THE CHURCH of England's General Synod met in York at the weekend to discuss an agenda described by one observer as 'a suicide note in three parts: first they abolish the prayer book; then the priesthood; and finally the Establishment'.

The idea of a prayer book may have been doomed by computer technology. The Bishop of Salisbury, the Rt Rev David Stancliffe, told the Synod that 'interleaving material from a variety of sources on a computer is increasingly the practice. Even in a largely rural diocese, the number of clergy with no kind of word processor could be counted on the fingers of two hands. This means that authorised liturgical material from all our sources needs to be indexed and linked together in such a way as to be accessible to those whose primary sources are disks and not printed texts.

The bishop, chairman of the Church's Liturgical Commission, warned the Synod: 'If we do not provide approved material, the floodgates would open to private enterprise, and there would be immense diversity in the style and quality of what came to market.'

The CD-roms he proposes to publish could hold the complete texts of all the liturgies presently in use, alongside a couple of translations of the Bible; This would allow any vicar to print out service sheets containing only exactly what the congregation needed.

'There is a law not entirely unrelated to that of Sod, which says that the fatter the book, the greater the confusion,' said the Rev Terry Knights, who described himself as one of the few priests without a word processor.
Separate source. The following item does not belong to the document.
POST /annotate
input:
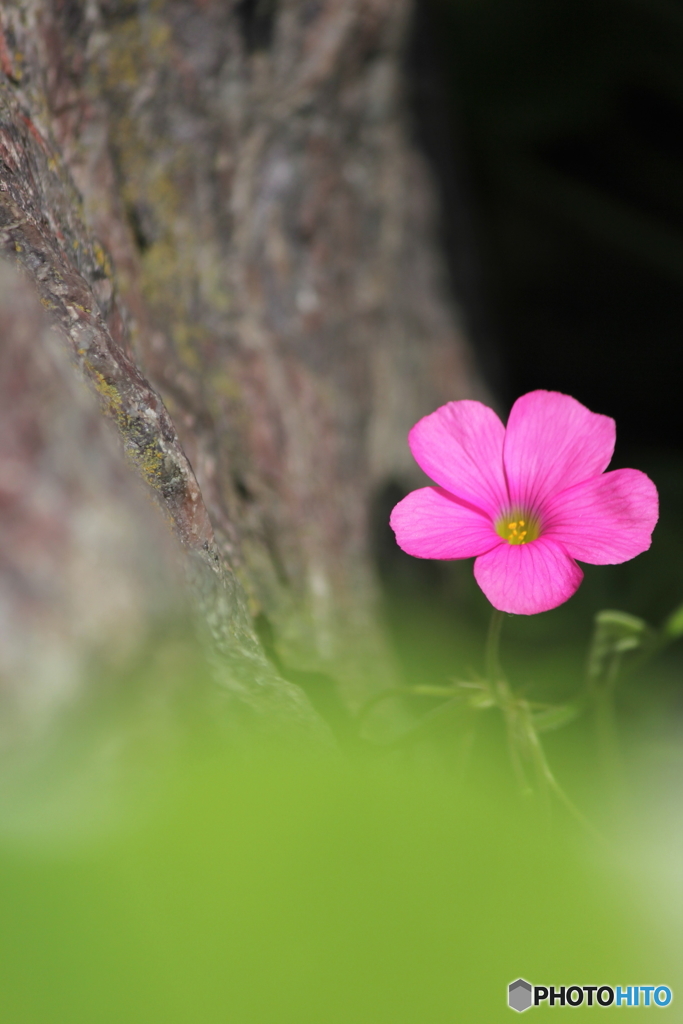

After the debate, the Bishop of Ely, the Rt Rev Stephen Sykes, said the problem for the church was that much of its theology was bound up in common practices, which these technological developments threatened to undermine. 'With a book, you have to read the parts you disagree with, as well as those you like. We haven't yet solved the problem of how to be a Catholic Church in a post-modern age, where people can pick and mix from the doctrines and liturgies that suit them.'

Dr Sykes had also been chosen to lead the House of Bishops' counter-attack on a motion about lay presidency. This subject goes to the root of priesthood. Catholics, Orthodox and Lutherans believe the ordination of a priest conveys certain specific supernatural powers, so that he or she can re-enact the sacrifice of Christ at the Eucharist and not perform certain actions in memory of it, as Protestants believe.

The Church of England has always contained people who hold both understandings: the 39 Articles are ambiguous on the point; but the official view has always favoured the notion that priesthood matters. However, several ultra- Protestant parts of the Anglican Communion have been flirting with the idea of allowing lay people to celebrate the Eucharist.